Short is sweet when it comes to sparking employee engagement and transferring knowledge. This means:
- Trimming information into chunks that can be consumed in 5 minutes or less.
- Making it clear to your user what you want them to gain from reading the Pak. We recommend adding this goal to the Pak description.
- Having a clear goal for what you want your Pak to be, which influences what a Pak contains. For example, a job aid is a quick reference aid meant to support an employee to complete a task, whereas product training be more detailed.
Writing Tips
Keep your content short and simple. Some rules to keep in mind:
- Use simple words and short sentences. Target an 8th-grade literacy level.
- Use active voice.
- Write in a friendly, conversational tone.
- Use short sentences and short paragraphs—150 words or less. Studies show a dramatic decrease in attention when word counts increase over that.
- Use familiar analogies and examples.
- Be as clear and logical as possible.
- Break down tasks to 7 (± 2) steps.
Formatting Tips
1. Make your subheads action-oriented.
- Put important stuff at the end of the Pak (yes, they often spend slightly more time here).
- Where possible, include graphics—a picture is worth 1,000 words!
- Keep images mobile device-friendly: try not to exceed 450 pixels wide.
- Replace paragraphs with bullets, tables, grids, graphics, charts, audio and animations.
- Leave plenty of white space so it doesn’t look cluttered.
Make it Interactive
Unless your Pak is meant to be just a quick reference, building in interactivity is important for engagement, keeping interest, and ultimately, knowledge transfer.
- Add user engagement approximately every 45 seconds, i.e., add something for the user to click on, watch, listen to, or interact with to keep attention high.
- Use audio and video for demos, role plays, modeling behavior, and more.
- Include memory recall practice with knowledge checks, flash cards, and drag and order exercises.
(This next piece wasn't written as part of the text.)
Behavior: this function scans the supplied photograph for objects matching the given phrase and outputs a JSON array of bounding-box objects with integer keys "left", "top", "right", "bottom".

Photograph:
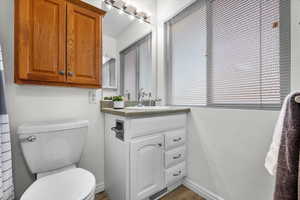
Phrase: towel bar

Show them the answers after they click submit. Research shows that getting an answer wrong, then seeing the right answer can help people remember the correct answer.
- When appropriate, include opportunities to practice and apply new information in context. Real-world examples that users can model and relate to are especially powerful, because they allow your users to rehearse the thought process.